2 . The component of claim 1 , wherein one or more of the boundary region and the filler region includes a nickel-based superalloy having a composition, by weight, of about 14% chromium, about 9.5% cobalt, about 3.8% tungsten, about 1.5% molybdenum, about 4.9% titanium, about 3.0% aluminum, about 0.1% carbon, about 0.01% boron, about 2.8% tantalum, and a balance of nickel.
3 . The component of claim 1 , wherein one or more of the boundary region and the filler region includes a nickel-based superalloy having a composition, by weight, of about 9.75% chromium, about 7.5% cobalt, about 3.5% titanium, about 4.2% aluminum, about 6.0% tungsten, about 1.5% molybdenum, about 4.8% tantalum, about 0.08% carbon, about 0.009% zirconium, about 0.009% boron, and a balance of nickel.
4 . The component of claim 1 , wherein one or more of the boundary region and the filler region includes a nickel-based superalloy having a composition, by weight, of about 7.5% cobalt, about 7.0% chromium, about 6.5% tantalum, about 6.2% aluminum, about 5.0% tungsten, about 3.0% rhenium, about 1.5% molybdenum, about 0.15% hafnium, about 0.05% carbon, about 0.004% boron, about 0.01% yttrium, and a balance of nickel.
5 . The component of claim 1 , wherein one or more of the boundary region and the filler region includes a nickel-based superalloy having a composition, by weight, of about 9.75% chromium, about 7.5% cobalt, about 4.2% aluminum, about 3.5% titanium, about 1.5% molybdenum, about 6.0% tungsten, about 4.8% tantalum, about 0.5% niobium, about 0.15% hafnium, about 0.05% carbon, about 0.004% boron, and a balance of nickel.
6 . The component of claim 1 , wherein one or more of the boundary region and the filler region includes a nickel-based superalloy having a composition, by weight, of about 9.5% cobalt, about 8.0% chromium, about 9.5% tungsten, about 0.5% molybdenum, about 5.5% aluminum, about 0.8% titanium, about 3.0% tantalum, about 0.1% zirconium, about 1.0% carbon, about 0.15% hafnium and a balance of nickel.
7 . The component of claim 1 , wherein a material of the boundary region includes substantially the same composition as a material of the filler region.
8 . The component of claim 1 , wherein a material of the boundary region includes a different composition from the a material of the filler region.
9 . The component of claim 1 , wherein the filler region comprises a first filler material and a second filler material.

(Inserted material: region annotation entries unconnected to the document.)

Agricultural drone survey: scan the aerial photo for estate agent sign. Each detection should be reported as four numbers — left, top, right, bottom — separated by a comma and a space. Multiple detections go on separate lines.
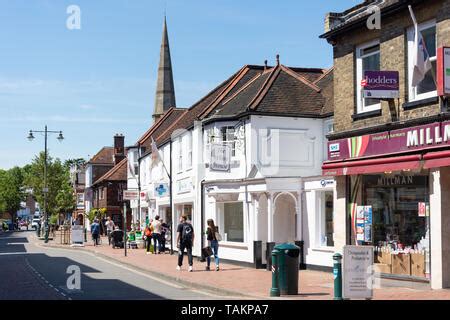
343, 246, 373, 299
363, 71, 399, 99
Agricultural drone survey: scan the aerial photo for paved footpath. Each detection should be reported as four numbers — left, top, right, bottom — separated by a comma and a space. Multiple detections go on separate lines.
36, 238, 450, 300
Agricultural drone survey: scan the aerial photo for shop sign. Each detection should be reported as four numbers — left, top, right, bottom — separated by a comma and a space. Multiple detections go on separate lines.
70, 225, 84, 243
155, 183, 169, 198
210, 143, 231, 171
343, 246, 373, 299
177, 178, 193, 193
363, 71, 399, 99
77, 193, 84, 209
123, 190, 139, 201
436, 47, 450, 96
328, 121, 450, 161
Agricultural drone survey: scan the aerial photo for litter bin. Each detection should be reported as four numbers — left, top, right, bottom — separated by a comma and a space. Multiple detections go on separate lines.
274, 243, 300, 295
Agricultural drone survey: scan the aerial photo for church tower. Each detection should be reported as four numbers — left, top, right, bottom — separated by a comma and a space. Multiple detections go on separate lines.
153, 16, 176, 122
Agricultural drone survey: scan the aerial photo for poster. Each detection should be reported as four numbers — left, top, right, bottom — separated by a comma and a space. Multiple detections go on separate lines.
418, 202, 427, 217
356, 206, 372, 242
343, 246, 373, 299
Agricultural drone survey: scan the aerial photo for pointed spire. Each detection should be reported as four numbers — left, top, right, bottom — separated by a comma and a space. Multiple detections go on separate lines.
153, 14, 176, 122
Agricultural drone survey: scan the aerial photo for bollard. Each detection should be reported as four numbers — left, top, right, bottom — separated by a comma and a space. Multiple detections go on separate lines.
270, 249, 280, 297
333, 253, 342, 300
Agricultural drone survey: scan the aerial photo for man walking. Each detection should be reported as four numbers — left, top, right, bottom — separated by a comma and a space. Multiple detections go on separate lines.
177, 215, 194, 272
152, 216, 161, 254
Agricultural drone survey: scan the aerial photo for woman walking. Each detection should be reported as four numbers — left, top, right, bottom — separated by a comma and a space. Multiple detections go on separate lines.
206, 219, 219, 271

10 . The component of claim 1 , further comprising a surface layer over the filler region.
11 . The component of claim 10 , wherein the surface layer includes a composition that differs from at least one of a boundary material composition and a filler material composition.
12 . The component of claim 1 , wherein the boundary region covers the entire crack sensitive fusion boundary.

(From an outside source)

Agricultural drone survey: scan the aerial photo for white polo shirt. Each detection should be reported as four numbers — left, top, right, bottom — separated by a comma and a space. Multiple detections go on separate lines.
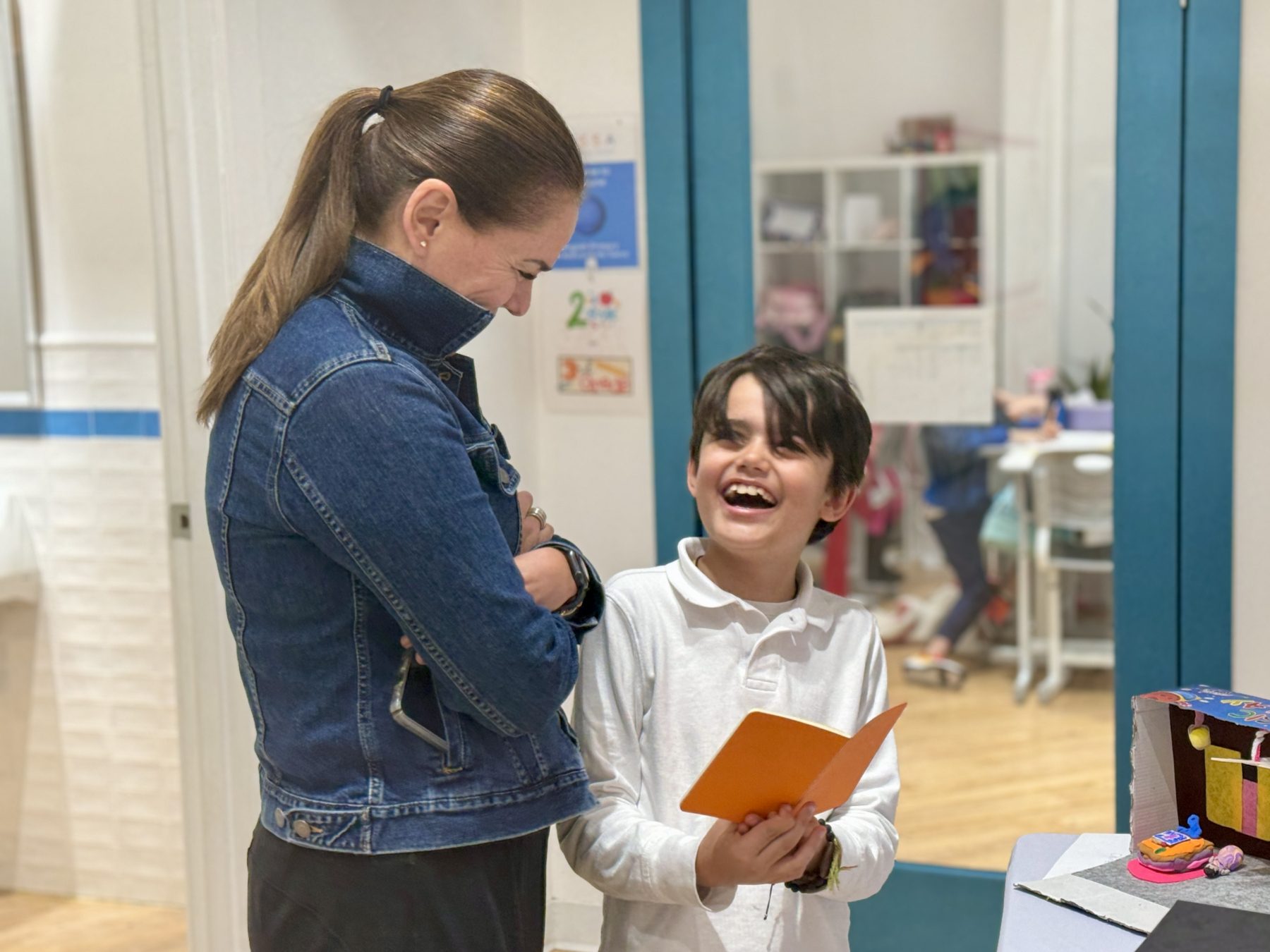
560, 538, 899, 952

13 . The component of claim 1 , wherein the boundary region fills about ⅓ of the volume of a cavity in the component.
14 . The component of claim 1 , wherein one or more of the boundary region and the filler region includes a nickel-based superalloy selected from the group consisting of:
a composition, by weight, of about 15% chromium, about 10% cobalt, about 4% tungsten, about 2% molybdenum, about 5% titanium, about 3.% aluminum, and about 0.1% carbon, about 0.01% boron, about 3% tantalum, and a balance of nickel; a composition, by weight, of about 10% chromium, about 8% cobalt, about 4% titanium, about 5% aluminum, about 6% tungsten, about 1.5% molybdenum, about 5% tantalum, about 0.08% carbon, about 0.009% zirconium, about 0.009% boron, and a balance of nickel; a composition, by weight, of about 8% cobalt, about 7% chromium, about 6% tantalum, about 7% aluminum, about 5% tungsten, about 3% rhenium, about 2% molybdenum, about 0.15% hafnium, about 0.05% carbon, about 0.004% boron, about 0.01% yttrium, and a balance of nickel; and a composition, by weight, of about 10% chromium, about 8% cobalt, about 5% aluminum, about 4% titanium, about 2% molybdenum, about 6% tungsten, about 5% tantalum, about 0.5% niobium, about 0.15% hafnium, about 0.05% carbon, about 0.004% boron, and a balance of nickel.

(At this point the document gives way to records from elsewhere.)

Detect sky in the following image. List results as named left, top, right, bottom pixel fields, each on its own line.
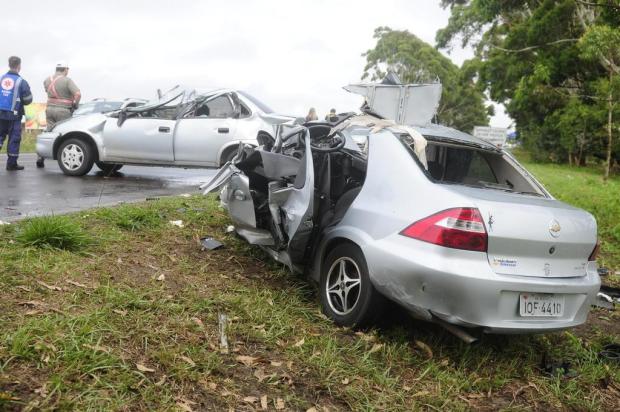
left=0, top=0, right=511, bottom=127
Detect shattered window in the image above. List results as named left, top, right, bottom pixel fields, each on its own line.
left=416, top=140, right=544, bottom=195
left=196, top=95, right=235, bottom=119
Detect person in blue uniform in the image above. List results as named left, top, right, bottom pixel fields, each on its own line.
left=0, top=56, right=32, bottom=170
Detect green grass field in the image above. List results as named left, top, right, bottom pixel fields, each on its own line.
left=0, top=195, right=620, bottom=411
left=524, top=156, right=620, bottom=285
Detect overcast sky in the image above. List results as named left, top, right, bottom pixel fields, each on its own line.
left=0, top=0, right=510, bottom=127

15 . A welded component, comprising:
a base metal having a crack sensitive fusion boundary; a boundary region positioned at least partially on the crack sensitive fusion boundary; and a filler region positioned at least partially on the boundary region; wherein the boundary region provides resistance to strain age cracking within the crack sensitive fusion boundary.
16 . The component of claim 15 , wherein the crack sensitive fusion boundary is within a cavity of the base metal.
17 . The component of claim 16 , wherein the cavity of the base metal includes a geometry selected from the group consisting of a triangle, a semicircle, a semisphere, a curved geometry, a channel, a rectilinear geometry, and a complex geometry.
18 . The component of claim 15 , wherein at least one of the boundary region and the filler region include a material having a composition that differs from a base metal material of the base metal.
19 . A welded component, comprising:
a boundary region positioned at least partially on a crack sensitive fusion boundary, the boundary region comprising a boundary material; a filler region positioned at least partially on the boundary region, the filler region comprising a first filler material and a second filler material; and a surface layer over the filler region; wherein the boundary region provides resistance to strain age cracking within the crack sensitive fusion boundary.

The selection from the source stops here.